Diversifier les tactiques

Pour atteindre plus de personnes, l’AFY a décidé d’augmenter le budget publicitaire sur les réseaux sociaux. À chaque poste ouvert, 300 $ sont injectés en publicités ciblées sur Facebook, plutôt que 120 $ l’an dernier. «J’ai vu tout de suite une différence», assure Isabelle Carrier.
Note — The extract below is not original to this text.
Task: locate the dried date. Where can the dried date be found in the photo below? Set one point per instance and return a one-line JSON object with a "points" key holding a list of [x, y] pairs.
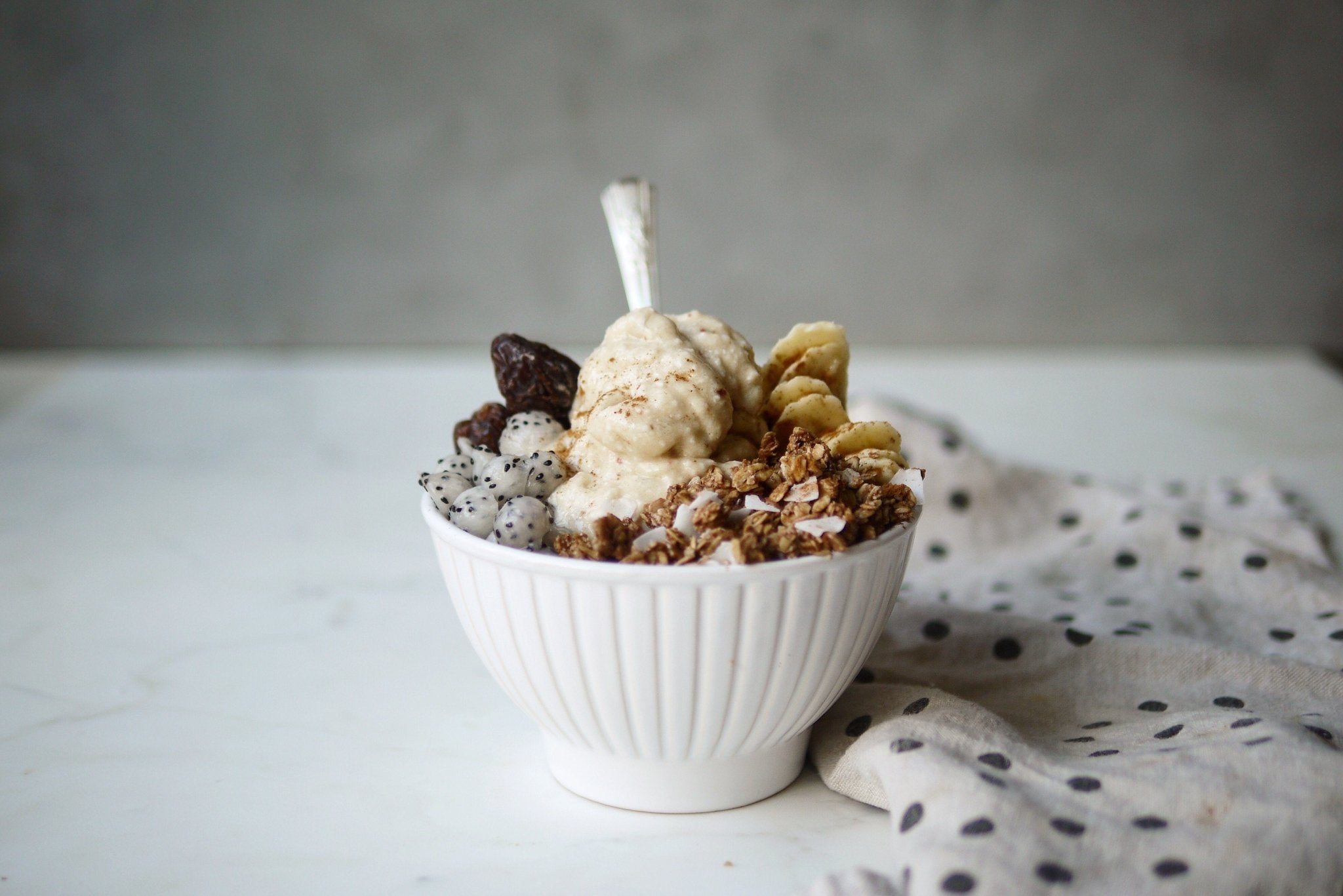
{"points": [[484, 426]]}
L’AFY a également revu son échelle salariale récemment. Quant au gouvernement du Yukon, il a contacté une firme de recrutement pour compléter l’équipe bilingue du centre de santé. Pour le PCS, Sandra St-Laurent s’est tournée vers le bénévolat pour des mandats plus ponctuels, comme le nettoyage des jeux de la ludothèque.

Après le recrutement, la rétention du personnel s’érige en grand défi. «L’opération séduction commence après, certainement», ajoute Laurence Rivard, qui est en train de développer une politique de ressources humaines féministe, avec l’aide de la consultante. Cette politique a pour but de revoir les pratiques de l’organisme à but non lucratif pour qu’elles soient plus accommodantes, équitables et égales pour tous et toutes. Laurence Rivard souhaite la rendre accessible aux autres organisations du milieu francophone pour qu’elles puissent aussi en bénéficier. «Au moins, on travaille beaucoup ensemble dans le réseau, car on rencontre les mêmes problèmes partout», conclut-elle.